Still, whatever the details, it does appear that the space-time universe, at root, behaves more like information than like an assemblage of objects. It’s also noteworthy that the mathematical formulas necessary to describe this reality are often confoundingly simple. Kepler’s laws of motion and Einstein’s e = mC squared are remarkably elegant equations. There is no obvious reason why physical reality should be expressible in such terms. But if all physical things can be reduced to information, and if all physical events are the result of processing that information, then we might expect the basic rules governing the system to be as simple as possible. After all, these calculations would have to be performed untold quadrillions of times every second; simple formulas would clearly be better.
All of this leads us to the idea of a cosmic information processor – a nonphysical system existing outside of the four-dimensional space-time universe and actually governing the universe by means of the calculations it performs. Our everyday reality would be analogous to the artificial reality of a computer game – except, of course, that we are fully immersed in it and unaware that it is a mere construct. Even our own bodies are part of this constructed reality, and serve as our avatars, allowing our consciousness to explore and interact with this ever-changing environment. Consciousness itself, however, is not ultimately rooted in the space-time universe; as we saw earlier*, when our consciousness is viewed as a whole (incorporating all levels of awareness), it is outside space and time, much like the cosmic information processor itself. We might even think of our individual consciousness as a small branch of this immense information processing system, and we might think of the cosmic information processor as something akin to a mind in its own right.

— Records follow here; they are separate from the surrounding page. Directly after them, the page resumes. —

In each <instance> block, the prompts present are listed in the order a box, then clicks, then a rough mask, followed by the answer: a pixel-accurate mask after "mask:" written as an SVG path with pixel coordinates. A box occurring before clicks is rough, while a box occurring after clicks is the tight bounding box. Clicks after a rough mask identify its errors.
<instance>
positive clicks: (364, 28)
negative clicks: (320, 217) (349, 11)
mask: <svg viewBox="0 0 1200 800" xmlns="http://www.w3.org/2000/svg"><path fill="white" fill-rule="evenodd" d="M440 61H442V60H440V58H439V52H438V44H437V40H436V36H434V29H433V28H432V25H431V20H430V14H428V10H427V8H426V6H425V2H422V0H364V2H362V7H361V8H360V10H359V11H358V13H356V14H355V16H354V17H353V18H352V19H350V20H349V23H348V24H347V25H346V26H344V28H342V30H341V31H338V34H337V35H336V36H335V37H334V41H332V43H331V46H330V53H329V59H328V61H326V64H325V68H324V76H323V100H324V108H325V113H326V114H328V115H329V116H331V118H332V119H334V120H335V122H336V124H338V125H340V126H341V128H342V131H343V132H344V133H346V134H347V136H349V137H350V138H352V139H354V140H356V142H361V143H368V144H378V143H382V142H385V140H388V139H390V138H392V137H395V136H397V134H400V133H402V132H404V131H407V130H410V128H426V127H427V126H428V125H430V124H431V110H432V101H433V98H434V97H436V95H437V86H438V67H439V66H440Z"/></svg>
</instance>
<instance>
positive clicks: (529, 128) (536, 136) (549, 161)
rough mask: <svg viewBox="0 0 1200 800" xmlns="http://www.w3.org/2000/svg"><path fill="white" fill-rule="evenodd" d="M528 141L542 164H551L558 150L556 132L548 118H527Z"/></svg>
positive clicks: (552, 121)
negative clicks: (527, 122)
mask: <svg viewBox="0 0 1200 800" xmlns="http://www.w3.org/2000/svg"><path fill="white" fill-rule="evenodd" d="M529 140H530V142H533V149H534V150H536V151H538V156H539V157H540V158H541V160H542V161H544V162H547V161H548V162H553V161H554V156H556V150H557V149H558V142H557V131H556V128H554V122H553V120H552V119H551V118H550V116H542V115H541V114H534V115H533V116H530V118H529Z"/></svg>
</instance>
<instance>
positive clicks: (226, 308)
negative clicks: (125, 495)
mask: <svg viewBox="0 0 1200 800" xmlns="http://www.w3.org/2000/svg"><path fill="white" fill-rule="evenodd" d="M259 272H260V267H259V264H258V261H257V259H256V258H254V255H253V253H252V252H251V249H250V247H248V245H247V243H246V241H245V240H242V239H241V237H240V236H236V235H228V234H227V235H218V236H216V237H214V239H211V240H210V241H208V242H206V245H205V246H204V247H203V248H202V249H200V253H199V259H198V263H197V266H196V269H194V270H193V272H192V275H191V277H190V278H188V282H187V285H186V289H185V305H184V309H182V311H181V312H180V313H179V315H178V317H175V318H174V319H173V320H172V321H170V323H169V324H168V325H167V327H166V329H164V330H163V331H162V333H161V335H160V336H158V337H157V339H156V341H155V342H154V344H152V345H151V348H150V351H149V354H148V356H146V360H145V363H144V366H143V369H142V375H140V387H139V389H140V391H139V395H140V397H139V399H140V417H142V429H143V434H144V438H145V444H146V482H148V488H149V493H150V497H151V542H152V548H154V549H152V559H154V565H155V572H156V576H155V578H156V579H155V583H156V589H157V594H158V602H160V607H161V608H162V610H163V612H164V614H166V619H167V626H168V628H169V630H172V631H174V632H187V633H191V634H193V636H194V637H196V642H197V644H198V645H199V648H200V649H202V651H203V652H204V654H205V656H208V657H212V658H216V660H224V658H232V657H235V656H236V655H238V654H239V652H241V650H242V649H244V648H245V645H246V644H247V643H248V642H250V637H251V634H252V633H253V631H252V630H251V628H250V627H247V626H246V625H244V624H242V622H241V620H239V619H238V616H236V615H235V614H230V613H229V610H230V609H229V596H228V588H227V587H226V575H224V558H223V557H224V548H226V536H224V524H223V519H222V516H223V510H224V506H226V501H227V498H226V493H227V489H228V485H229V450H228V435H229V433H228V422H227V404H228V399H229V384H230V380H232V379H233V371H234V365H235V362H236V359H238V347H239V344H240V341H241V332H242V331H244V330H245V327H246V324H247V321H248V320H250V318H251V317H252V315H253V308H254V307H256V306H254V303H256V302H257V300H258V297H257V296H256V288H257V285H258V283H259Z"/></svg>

Moreover, there is no reason why this particular reality is the only one that can be generated by the cosmic information processor. Indeed, most computer games have various levels of constructed reality; as the player develops more skill, he or she advances to progressively higher levels.
I think you can see where I’m going with this. In a system such as I’ve sketched out, there is no problem with migrating from one level of reality to the next. In fact, it’s all part of the game! And as you rise higher, maybe your ability to look behind the scenes and tap into the cosmic information processing system improves. Maybe your consciousness can learn to directly influence the calculations and thus their visible and tactile expression in the “real” world around you. Maybe, after eons of advancement, you will reach a point where you no longer require the comforting illusion of a constructed reality at all. Maybe at that point you will simply immerse yourself in the information processor itself, rejoining the ultimate source of your own identity. And maybe this unimaginably complex information processing system, which exists outside of space and time as we know them, and which is the source of our own consciousness or soul, as well as the “ground of being” for all physical things, is essentially what we call God.
*"as we saw earlier" - in a previous section, not yet written, but corresponding roughly to this blog post.